In my years of practicing the Yang long form and its many variations I have often heard disparaging remarks about the short form, Beijing form, or what is sometimes called the public form. Yet when I finally went to China, and visited with teachers and other martial artists I found most people did practice the 24 form, even the really hardcore martial artists! So I dug in, and began learning the form one morning in Nanjing with Shifu Gao Xiu Ming. Luckily, with my long form experience the choreography came very quickly and with just a few adjustments I was playing the Beijing short form.
Over the years I have come to love the form, and this past year I began teaching it. This opened my eyes even further to the beauty of the form - it's complete and relatively compact, and it has become one of my favorites. So how did this form come about, and was it really a conspiracy to remove the martial aspects, the heart and soul from taiji for the masses?

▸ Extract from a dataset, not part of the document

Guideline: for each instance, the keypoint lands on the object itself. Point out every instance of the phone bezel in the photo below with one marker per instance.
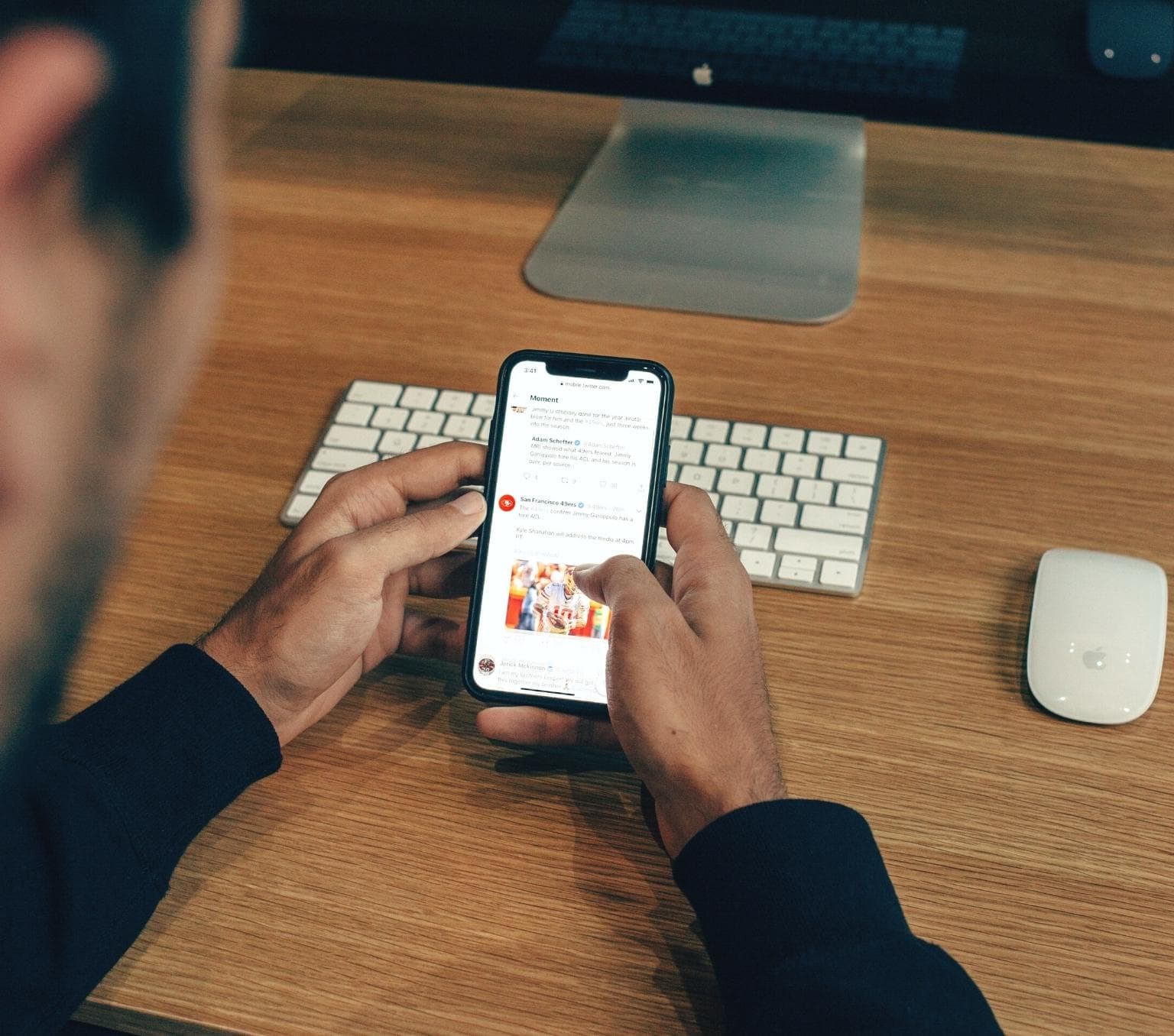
(580, 365)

In 1956 the Chinese Sports Committee brought together four taiji teachers - Fu Zhongwen, Zhang Yu, Cai Longyun, and Chu Guiting to create a taiji form that could easily be disseminated throughout China and used in competition. In modern day terms, this is like bringing together Michael Jordan, Kobe Bryant, Shaq, and Larry Bird to teach the public basketball. These masters shortened the form to 24 postures, the 24 essential forms in the Yang family style, and created a sequence that could be completed in about 5-6 minutes. 1956 - 1960 saw many national martial arts competitions in China, and the Beijing form along with weapons, traditional forms, and what would become wushu were demonstrated. The 24 form has now become the most popular taiji form practiced throughout the world, and while it is practiced by many simply for its meditative aspects, the martial aspects are intact, and taught by many teachers who have this experience.